Luego, hombres, mujeres y niños eran cargados en los camiones de ganado y llevados a lugares parecidos a campos de concentración.

Todavía se ve vagar por los pueblos en mansa locura a menesterosos greñudos con el infamante muñón del meñique o el colgajo disecado de una oreja.

Estas procesiones y peregrinaciones no se dan tregua. Forman parte de la gran fiesta nacional, celebrada a perpetuidad.

3

Ahora los campesinos sin tierra invaden los latifundios enormes como países desiertos que simbolizan en la extensión sin límites la sagrada propiedad de la tierra.

Antes de salir de la capital, vi una manifestación de muchos millares de campesinos. Cada manifestante portaba como pancarta una larga tacuara con una ranura en la punta donde muchos de ellos habían colocado un dedo meñique modelado en arcilla y teñido con el rojo purpúreo del urucú.

La multitud desfiló en silencio ante el Palacio de Gobierno. El denso bosque de tacuaras fue dispersado por los carros de asalto de las fuerzas antidisturbios.

4

Hay otra migración más ínfima, que tampoco utiliza el ferrocarril la de los brotes y semillas de los bosques talados.
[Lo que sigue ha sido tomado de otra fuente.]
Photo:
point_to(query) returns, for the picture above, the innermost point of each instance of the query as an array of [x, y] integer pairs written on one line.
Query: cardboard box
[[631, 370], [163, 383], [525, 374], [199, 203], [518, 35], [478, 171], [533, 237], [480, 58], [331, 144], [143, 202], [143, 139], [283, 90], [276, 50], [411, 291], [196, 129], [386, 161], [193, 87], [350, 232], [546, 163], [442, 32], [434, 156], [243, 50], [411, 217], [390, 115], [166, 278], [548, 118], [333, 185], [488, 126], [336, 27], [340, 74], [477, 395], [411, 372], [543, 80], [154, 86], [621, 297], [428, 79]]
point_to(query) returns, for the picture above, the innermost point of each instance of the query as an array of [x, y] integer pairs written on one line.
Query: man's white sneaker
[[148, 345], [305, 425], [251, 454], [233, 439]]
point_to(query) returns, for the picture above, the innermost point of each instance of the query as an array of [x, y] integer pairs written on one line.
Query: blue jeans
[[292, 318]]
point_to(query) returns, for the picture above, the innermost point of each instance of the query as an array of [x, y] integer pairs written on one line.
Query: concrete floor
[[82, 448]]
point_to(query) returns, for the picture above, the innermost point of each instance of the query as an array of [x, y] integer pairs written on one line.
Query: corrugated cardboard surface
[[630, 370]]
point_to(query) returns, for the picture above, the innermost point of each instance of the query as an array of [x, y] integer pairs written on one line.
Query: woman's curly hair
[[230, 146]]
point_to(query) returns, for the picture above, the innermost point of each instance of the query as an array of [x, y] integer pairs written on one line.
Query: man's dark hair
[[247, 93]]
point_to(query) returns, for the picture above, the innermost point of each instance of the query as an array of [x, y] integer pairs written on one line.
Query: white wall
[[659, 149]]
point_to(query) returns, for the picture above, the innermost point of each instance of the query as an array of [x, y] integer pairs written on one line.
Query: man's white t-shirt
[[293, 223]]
Capullos de selvas enteras tratan de huir, invisibles, a favor de los vientos, entre el rocío de la noche. Dejan atrás el hacha, las motosierras, los camiones del contrabando.

Desde el tren se veían pasar entre las nubes los brotes de las selvas migrantes. Los veíamos atacados por los pájaros. Cazaban los brotes verdes y tiernos como avío para el viaje. Con lo que las selvas germinales eran taladas de otro modo y quedaban nonatas en el buche de los pájaros migratorios.

5

El tren era una reliquia de los viejos tiempos. Un pequeño fósil de la Revolución Industrial, que los ingleses trajeron al país a precio de oro hacía siglo y medio.
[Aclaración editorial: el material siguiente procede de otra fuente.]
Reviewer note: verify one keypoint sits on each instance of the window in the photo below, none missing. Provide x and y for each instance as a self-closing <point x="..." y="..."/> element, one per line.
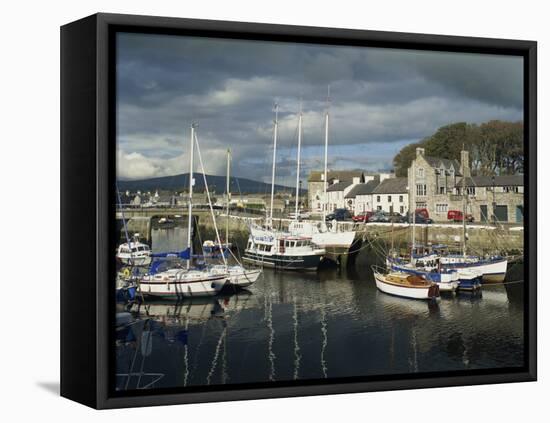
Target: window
<point x="441" y="208"/>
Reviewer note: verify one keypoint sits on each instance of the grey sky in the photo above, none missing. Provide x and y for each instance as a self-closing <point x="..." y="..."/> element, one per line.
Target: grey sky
<point x="381" y="99"/>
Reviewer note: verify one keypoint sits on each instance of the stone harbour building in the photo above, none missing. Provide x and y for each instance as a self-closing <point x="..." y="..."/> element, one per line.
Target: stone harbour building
<point x="438" y="187"/>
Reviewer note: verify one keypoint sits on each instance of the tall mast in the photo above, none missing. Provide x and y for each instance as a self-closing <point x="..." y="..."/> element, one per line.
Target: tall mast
<point x="325" y="179"/>
<point x="413" y="204"/>
<point x="270" y="220"/>
<point x="190" y="205"/>
<point x="227" y="189"/>
<point x="298" y="163"/>
<point x="463" y="209"/>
Aún sigue rodando en una especie de obcecación elemental. Puja en las cuestas, en los puentes rotos, en las vías torcidas, bataneando con un ruido infernal en las junturas comidas por la herrumbre. Si marchaba todavía era porque en su ridícula pequeñez una fuerza inmemorial ponía en movimiento bielas, cilindros, fantasmas de vapor.

Avanzaba con el siseo asmático de la caldera, los estertores de la maquinaria, el misterio del ingenio humano.

La robusta salud de la Colonia.

6

Aquel tiempo antiguo era sin embargo más joven que los que íbamos envejeciendo en la procesión. Hombres, mujeres y niños, igualados, canosos por el polvo seco de la llanura, quemados por el sol y el humo oleoso de la locomotora, iban también envueltos en la memoria del presente.

A lo largo de más de cien años, la vida del país había quedado detenida en el tiempo. Avanzaba a reculones, más lentamente aún que el tren matusalénico.

Giraba la llanura inmensa hacia atrás, lentamente.

El pequeño tren daba la hora al revés, dos veces por semana, para los pueblos de la vía férrea.

Esta vía férrea, la primera del país, el más adelantado y próspero de América del Sur en el siglo pasado, era también la única.

Estaba destinada a ser la última.

Marcaba una frontera interior entre dos clases de país. No en su geografía física. Más bien en su topografía temporal.

La frontera de hierro separaba dos tiempos, dos clases sociales, dos destinos.

De un lado estaba lo antiguo, la gente campesina que conservaba en su modestia y pobreza la dignidad y austeridad de antaño.

Del otro lado, los acopiadores, los grandes propietarios, los funcionarios civiles y militares instalados en suntuosas mansiones. En grandes coches blindados japoneses o alemanes, de cristales opacos y rojas chapas oficiales, rodaban como bólidos por las calles de la ciudad, por autopistas y carreteras, sin respetar en lo más mínimo las señales del tránsito.